3. Prepare your build surface. I recommend using blue painter's tape for printing the first plate as it provides just the right level of adhesion to the thin membrane that composes the first two layers of the banjo "head" that it isn't damaged during removal from the build plate. If you don't have blue tape, wash the frosted size of the acrylic plate with soap and water (to normalize adhesion) and then vigorously rub your fingers over the middle of the build plate to deposit skin oils. This will reduce adhesion under the delicate middle of the head membrane and will maintain adhesion around the perimeter.
4. Level your bed. The large, thin membrane of the head is only half a millimeter thick and is very sensitive to variations in build platform height. I recommend "hot leveling" the bed by starting the "PLATE 1" print and watching the perimeters of the first layer as the extruder lays them down to ensure that they both stick to the platform and are of a consistent width. After one or two rounds of hot leveling, the bed should be level enough to start the real print. Be sure to watch the first layer of the membrane as is goes down just to be safe.
5. Print "PLATE 2" (with both raft and supports!). The solid raft gives both sides of the neck and head a similar surface finish, which is nice, and eliminates curling on the neck. After printing, remove support material from the neck and headstock. Pay special attention to the conical holes in the headstock-- an even surface is important when tuning.
6. Drop the captive nuts into the neck and secure the headstock. Be careful not to over-tighten the bolts as they can cause the neck to crack.
7. The neck can be secured to the head using the two M4x50mm bolts nearest to the back edge of the head frame. Technically, you can skip the two closest to the membrane and use epoxy on that portion of the joint as it will be in compression (and the bolted joint is in tension). Alternately, you can secure the neck with all four bolts, though the two nearest the membrane require a lot of patience.

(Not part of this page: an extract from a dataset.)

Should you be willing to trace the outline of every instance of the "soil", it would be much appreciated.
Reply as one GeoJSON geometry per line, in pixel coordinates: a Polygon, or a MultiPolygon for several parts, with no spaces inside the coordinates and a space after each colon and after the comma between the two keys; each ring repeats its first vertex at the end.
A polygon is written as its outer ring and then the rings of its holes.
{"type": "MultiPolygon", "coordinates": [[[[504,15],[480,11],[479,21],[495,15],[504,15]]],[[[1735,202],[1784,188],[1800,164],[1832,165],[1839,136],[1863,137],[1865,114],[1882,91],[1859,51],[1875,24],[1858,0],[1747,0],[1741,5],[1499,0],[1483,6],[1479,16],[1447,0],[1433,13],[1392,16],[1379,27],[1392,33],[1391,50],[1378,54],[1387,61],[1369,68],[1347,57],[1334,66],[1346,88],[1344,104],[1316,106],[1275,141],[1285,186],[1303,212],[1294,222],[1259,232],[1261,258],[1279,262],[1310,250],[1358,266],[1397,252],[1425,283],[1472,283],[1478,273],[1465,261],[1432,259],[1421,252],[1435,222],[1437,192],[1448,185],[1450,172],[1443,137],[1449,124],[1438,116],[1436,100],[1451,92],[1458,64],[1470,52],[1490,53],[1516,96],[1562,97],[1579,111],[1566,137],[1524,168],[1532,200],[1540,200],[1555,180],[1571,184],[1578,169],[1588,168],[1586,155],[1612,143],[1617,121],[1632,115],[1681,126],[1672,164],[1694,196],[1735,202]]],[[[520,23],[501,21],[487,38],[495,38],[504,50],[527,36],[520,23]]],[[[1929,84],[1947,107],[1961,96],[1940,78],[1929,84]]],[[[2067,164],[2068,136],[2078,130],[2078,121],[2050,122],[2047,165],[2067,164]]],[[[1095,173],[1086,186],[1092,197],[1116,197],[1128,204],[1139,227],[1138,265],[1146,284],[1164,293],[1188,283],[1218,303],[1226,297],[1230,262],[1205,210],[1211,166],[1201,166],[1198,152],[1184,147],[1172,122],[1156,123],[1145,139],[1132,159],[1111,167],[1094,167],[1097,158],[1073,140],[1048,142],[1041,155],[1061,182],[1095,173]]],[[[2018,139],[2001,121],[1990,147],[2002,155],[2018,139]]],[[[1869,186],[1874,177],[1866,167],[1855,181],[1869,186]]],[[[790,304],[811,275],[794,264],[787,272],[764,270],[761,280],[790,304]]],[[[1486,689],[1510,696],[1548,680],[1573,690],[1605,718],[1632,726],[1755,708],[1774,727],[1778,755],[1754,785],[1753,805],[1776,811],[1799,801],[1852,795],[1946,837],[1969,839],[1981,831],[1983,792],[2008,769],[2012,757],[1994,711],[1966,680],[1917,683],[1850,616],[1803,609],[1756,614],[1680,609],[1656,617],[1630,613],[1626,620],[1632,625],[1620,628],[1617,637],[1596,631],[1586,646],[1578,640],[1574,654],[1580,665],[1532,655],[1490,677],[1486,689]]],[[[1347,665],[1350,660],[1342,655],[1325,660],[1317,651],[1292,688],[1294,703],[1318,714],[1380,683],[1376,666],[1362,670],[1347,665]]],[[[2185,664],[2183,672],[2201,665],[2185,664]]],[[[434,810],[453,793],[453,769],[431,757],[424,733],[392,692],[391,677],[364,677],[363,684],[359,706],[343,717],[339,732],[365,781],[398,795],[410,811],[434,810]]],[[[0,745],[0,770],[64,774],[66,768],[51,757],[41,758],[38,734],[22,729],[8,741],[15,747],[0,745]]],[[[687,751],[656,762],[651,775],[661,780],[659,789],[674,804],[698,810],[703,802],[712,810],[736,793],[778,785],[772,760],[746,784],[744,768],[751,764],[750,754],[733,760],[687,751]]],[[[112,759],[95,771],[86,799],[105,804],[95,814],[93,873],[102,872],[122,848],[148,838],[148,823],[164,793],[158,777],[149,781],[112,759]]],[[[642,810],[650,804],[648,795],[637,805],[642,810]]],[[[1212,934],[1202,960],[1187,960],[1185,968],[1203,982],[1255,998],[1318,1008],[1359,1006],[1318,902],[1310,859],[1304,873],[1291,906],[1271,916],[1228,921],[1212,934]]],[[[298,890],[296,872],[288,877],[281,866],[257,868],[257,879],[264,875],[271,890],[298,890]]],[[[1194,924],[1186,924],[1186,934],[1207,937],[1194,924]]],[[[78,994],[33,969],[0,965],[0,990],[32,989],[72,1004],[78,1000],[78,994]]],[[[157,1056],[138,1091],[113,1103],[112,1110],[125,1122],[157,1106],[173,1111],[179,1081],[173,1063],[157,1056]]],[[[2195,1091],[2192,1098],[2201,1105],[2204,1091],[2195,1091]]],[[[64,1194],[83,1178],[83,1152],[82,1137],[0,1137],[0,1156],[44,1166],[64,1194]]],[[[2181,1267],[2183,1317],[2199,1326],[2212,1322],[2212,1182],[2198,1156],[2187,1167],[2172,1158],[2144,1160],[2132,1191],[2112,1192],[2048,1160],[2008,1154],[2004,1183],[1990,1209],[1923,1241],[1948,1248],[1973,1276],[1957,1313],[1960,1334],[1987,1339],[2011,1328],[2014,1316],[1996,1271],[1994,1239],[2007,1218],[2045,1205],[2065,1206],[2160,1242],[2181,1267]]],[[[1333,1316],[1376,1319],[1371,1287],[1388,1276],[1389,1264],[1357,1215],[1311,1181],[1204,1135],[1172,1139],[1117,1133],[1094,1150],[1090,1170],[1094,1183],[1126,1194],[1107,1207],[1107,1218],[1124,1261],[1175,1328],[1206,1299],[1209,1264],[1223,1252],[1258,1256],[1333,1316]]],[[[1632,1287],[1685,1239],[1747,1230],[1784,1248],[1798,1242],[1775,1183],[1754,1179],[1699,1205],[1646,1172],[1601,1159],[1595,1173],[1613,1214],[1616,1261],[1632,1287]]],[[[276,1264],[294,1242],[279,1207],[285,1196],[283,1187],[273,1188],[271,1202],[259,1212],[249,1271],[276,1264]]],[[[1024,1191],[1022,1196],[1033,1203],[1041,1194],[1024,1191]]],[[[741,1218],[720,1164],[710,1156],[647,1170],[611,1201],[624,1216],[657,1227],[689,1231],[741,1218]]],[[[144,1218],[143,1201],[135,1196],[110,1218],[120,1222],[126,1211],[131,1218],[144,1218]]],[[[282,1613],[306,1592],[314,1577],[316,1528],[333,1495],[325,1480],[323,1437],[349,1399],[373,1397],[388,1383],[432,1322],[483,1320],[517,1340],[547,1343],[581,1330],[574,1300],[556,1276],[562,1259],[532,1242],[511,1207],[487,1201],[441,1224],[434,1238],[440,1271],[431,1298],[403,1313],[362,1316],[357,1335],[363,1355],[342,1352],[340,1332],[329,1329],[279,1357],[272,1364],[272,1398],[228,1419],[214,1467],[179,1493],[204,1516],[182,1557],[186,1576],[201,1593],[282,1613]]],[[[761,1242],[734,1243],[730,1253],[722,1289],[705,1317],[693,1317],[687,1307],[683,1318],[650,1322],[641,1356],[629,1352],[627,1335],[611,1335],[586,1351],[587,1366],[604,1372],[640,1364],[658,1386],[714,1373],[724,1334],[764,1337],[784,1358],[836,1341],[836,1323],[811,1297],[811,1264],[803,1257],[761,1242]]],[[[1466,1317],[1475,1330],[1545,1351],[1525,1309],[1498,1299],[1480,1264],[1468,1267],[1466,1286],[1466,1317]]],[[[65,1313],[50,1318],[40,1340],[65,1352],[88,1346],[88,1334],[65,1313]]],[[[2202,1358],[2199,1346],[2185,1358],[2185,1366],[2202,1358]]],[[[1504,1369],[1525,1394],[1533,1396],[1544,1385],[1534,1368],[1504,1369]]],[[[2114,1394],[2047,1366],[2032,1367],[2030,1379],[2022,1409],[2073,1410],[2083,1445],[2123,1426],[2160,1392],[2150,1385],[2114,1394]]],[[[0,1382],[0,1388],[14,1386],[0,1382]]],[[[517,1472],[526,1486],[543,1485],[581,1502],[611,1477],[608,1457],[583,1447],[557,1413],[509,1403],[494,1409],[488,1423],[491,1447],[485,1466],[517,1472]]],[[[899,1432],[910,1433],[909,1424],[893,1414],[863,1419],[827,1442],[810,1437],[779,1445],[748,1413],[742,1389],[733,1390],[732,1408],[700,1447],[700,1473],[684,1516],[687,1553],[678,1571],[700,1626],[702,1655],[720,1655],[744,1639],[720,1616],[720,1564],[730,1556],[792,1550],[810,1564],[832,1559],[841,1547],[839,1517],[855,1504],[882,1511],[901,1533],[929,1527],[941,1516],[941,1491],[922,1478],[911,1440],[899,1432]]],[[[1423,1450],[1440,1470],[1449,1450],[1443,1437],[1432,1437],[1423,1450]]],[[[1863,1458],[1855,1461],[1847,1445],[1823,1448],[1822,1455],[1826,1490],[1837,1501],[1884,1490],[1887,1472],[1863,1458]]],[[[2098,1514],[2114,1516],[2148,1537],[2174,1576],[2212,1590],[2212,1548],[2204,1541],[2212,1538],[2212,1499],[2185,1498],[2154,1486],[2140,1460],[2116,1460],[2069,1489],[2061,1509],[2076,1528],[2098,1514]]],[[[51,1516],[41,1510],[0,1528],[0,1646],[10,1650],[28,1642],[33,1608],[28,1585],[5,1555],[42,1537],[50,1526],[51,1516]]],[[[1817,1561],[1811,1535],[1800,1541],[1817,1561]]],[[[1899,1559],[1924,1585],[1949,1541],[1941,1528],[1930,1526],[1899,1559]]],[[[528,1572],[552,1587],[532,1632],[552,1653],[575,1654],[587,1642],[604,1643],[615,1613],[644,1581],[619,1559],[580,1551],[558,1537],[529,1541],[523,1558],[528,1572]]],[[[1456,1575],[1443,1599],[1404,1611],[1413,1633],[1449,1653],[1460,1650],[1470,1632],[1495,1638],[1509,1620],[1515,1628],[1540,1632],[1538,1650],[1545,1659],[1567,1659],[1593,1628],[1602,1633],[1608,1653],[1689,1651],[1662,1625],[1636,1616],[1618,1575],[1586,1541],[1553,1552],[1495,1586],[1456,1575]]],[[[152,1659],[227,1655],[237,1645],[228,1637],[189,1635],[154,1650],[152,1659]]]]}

8. String the thing! Insert the nut into the matching gap between the neck and the headstock and tie your first string ([use these knots](http://www.ukeland.com/pages/articles/stuff/string.jpg)) to hold it in place, then add the other three strings, [following this diagram](http://www.personal.psu.edu/mat5106/blogs/mario_202c/strings2.JPG). Insert the bridge at the base of the neck, flip it to its target orientation, and then carefully slide it onto the membrane, while pulling back on the stings (too keep pressure off the edge of the membrane). The ideal location is about a third of the diameter of the body away from the edge, but try several different locations to get a feel for the different tones and volumes possible.
9. To tune, get each string close, back out the peg, and then twist it into the headstock with pressure to lock it in. Adjust the nut depth either by carving the notches or by scaling in Z in MakerWare. Add notches to the bridge after marking where the strings lie.
10. Iterate! This design is still active and has a long way to go. The next step is to eliminate the fasteners in favor of dovetail joinery. Fasteners really raise the barrier to manufacture one of these things, as they do many other projects. Additionally, the nut height, bridge geometry, webbing design, and fret and string spacing all could use optimization. I would love to see this instrument land in the hands of somebody with greater musical knowledge who can take the design the final distance.